Twenty-five states in total had double-digit growth, a reflection of the resilience of the tech industry, according to the Dice report, while two states – Indiana and Virginia – had the lowest growth at 12 percent.

“Texas (15 percent growth), powered by burgeoning tech scenes in Houston and Austin, has been showing robust growth that could place it in direct competition with California (20 percent) and New York (18 percent),” the report states. “The rise of remote work may also deliver more opportunity to up-and-coming tech hubs across the country, as technologists move to smaller cities with a lower cost of living, great amenities and none of the congestion and high rents that come with living in a major tech hub.”
Tulsa, Okla., is trying to lure workers through its Tulsa Remote program that gives $10,000 grants to “digital nomads” who relocate there and stay for at least one year, Dice noted.

“While Tulsa Remote is not necessarily unique, the future may see other cities adopting these types of programs to help foster their local tech ecosystem,” Dice said.

Emerging Tech Hubs Show Growth

Austin, Texas, and emerging tech hubs Raleigh and Charlotte in North Carolina experienced continued growth during the second quarter, but established tech hubs such as New York and San Francisco had declines even though they added new job postings totaling approximately 31,000 and 20,000, respectively, according to Dice.

Austin, at number three among U.S. cities for two tech job listings and known as “Silicon Hills” for its growing hub for tech companies and startups, saw 16 percent growth, led by the hiring plans of employers Charles Schwab, IBM, Amazon and Home Depot.

Raleigh, at number 16, had 9 percent growth in its listings, buoyed by top-hiring companies including Wells Fargo, IBM and Accenture.

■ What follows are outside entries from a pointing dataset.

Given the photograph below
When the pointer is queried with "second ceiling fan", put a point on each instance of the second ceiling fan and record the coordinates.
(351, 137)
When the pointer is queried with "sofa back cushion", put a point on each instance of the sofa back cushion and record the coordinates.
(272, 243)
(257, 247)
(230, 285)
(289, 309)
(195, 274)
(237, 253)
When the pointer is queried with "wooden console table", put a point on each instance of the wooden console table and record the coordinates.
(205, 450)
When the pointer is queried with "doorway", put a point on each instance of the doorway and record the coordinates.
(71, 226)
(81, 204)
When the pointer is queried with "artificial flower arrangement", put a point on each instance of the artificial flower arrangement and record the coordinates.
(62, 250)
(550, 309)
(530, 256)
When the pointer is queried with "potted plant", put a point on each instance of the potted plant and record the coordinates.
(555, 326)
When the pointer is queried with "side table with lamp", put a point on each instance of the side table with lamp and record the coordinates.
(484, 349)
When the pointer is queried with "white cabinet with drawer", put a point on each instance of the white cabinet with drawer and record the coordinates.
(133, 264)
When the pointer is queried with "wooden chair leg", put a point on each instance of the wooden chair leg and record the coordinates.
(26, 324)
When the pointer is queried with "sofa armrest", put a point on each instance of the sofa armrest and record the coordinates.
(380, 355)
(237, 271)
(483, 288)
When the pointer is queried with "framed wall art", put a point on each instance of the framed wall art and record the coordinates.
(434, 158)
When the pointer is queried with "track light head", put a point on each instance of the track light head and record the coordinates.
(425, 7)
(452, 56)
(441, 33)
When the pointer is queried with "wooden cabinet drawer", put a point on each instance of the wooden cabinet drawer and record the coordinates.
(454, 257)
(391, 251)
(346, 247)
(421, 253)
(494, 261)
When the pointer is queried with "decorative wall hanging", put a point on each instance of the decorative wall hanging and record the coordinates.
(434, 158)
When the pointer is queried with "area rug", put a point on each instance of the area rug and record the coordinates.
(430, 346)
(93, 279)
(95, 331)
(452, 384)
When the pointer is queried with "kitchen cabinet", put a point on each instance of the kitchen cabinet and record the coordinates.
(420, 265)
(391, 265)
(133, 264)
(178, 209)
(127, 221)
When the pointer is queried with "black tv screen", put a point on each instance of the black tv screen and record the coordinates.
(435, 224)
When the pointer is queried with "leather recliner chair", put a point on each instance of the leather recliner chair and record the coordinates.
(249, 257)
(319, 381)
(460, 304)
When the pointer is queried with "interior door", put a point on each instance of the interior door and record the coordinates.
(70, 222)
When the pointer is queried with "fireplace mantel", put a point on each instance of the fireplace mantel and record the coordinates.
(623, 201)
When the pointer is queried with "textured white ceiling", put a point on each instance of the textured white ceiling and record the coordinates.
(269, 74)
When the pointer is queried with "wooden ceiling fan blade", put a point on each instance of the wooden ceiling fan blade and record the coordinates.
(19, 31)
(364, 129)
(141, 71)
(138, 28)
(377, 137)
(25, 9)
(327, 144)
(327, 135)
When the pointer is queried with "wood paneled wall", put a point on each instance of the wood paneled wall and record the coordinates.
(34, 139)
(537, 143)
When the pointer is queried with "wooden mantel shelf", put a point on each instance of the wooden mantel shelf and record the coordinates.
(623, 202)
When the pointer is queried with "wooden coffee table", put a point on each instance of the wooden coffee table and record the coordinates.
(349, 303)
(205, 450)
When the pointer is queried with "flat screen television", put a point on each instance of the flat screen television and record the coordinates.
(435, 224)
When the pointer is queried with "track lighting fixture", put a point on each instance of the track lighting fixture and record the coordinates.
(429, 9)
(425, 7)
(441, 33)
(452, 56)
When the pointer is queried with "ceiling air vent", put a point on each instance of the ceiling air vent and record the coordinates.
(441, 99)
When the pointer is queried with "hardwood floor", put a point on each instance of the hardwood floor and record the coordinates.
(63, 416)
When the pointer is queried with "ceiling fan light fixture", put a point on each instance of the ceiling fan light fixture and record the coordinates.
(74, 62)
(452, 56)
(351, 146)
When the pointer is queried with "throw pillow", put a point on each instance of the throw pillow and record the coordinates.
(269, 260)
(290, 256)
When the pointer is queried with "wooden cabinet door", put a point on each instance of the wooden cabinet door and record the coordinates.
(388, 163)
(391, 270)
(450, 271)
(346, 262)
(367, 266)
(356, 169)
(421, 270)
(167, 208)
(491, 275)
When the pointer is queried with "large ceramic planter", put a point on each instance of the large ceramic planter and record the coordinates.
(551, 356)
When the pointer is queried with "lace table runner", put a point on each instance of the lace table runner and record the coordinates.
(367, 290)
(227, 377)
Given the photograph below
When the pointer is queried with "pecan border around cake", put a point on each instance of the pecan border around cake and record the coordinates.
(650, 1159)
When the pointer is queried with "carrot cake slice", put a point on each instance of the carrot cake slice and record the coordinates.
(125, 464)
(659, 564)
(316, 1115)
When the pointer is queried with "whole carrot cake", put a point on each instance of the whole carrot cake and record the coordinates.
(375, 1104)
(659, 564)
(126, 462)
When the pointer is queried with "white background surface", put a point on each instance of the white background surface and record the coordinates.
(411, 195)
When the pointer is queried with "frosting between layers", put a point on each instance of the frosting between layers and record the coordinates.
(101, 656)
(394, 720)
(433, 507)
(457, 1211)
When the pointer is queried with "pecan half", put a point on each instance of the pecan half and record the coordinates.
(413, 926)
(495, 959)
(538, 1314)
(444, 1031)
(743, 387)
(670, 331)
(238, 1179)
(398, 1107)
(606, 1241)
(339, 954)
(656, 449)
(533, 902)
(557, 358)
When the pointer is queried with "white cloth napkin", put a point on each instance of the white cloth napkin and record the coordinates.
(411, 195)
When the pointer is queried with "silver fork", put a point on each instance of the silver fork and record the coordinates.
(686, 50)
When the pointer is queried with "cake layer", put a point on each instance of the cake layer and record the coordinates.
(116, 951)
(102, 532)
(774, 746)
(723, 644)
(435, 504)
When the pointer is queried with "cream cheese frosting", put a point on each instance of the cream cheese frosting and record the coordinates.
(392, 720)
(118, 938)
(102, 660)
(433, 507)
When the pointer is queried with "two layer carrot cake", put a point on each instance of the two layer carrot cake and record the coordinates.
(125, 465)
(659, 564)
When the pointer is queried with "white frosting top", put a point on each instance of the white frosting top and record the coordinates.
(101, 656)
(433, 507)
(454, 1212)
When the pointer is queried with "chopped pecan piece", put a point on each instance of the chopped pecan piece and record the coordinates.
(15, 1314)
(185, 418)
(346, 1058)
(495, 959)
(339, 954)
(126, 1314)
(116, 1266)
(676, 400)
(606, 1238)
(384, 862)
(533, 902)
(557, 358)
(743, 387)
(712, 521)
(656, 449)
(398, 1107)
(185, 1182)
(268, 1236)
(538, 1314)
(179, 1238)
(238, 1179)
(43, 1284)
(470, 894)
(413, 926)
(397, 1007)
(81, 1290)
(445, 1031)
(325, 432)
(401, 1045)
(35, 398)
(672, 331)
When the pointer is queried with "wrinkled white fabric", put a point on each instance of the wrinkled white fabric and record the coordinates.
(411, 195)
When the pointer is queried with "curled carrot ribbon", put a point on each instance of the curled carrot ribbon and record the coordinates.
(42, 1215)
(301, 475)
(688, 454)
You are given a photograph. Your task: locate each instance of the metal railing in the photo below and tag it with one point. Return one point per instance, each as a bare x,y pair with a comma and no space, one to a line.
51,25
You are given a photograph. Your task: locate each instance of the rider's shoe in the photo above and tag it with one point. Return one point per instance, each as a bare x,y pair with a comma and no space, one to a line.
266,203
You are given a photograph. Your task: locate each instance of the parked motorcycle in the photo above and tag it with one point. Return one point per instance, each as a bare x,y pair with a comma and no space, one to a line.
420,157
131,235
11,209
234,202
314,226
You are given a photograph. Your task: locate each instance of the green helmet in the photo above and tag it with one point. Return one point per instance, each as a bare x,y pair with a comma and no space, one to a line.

Number six Charlotte had 4 percent growth, with Deloitte, Bank of America and Microsoft among its top- hiring companies.

Other emerging tech hubs that showed growth were 19th-ranked Arlington and 29th-ranked Richmond, Va., with 28 percent and 33 percent growth, respectively. In addition to Amazon, Arlington’s growth is attributed to companies including General Dynamics and Booz Allen Hamilton.

New York City and San Francisco, ranked in the top two for tech job postings, each saw 32 percent drops in their second-quarter openings.

Tech Job Postings By City From May to June

June job listing volumes jumped drastically at the city level compared to May.

“This is true with those cities which posted Q2 declines, but also with those that showed growth in Q2,” Dice said. “In fact, while some cities are beginning to return to job-posting volumes that are consistent with pre-(coronavirus) levels, others are growing their tech demand to new heights.”

Pittsburgh saw the largest growth in tech job postings from May to June at 44 percent, followed by San Francisco (42 percent), Boston (39 percent) and Denver and Atlanta each at 36 percent.

Among the top 25 cities for second-quarter job posting volume, Arlington, Va., showed the slowest growth for listings from May to June with 5 percent growth.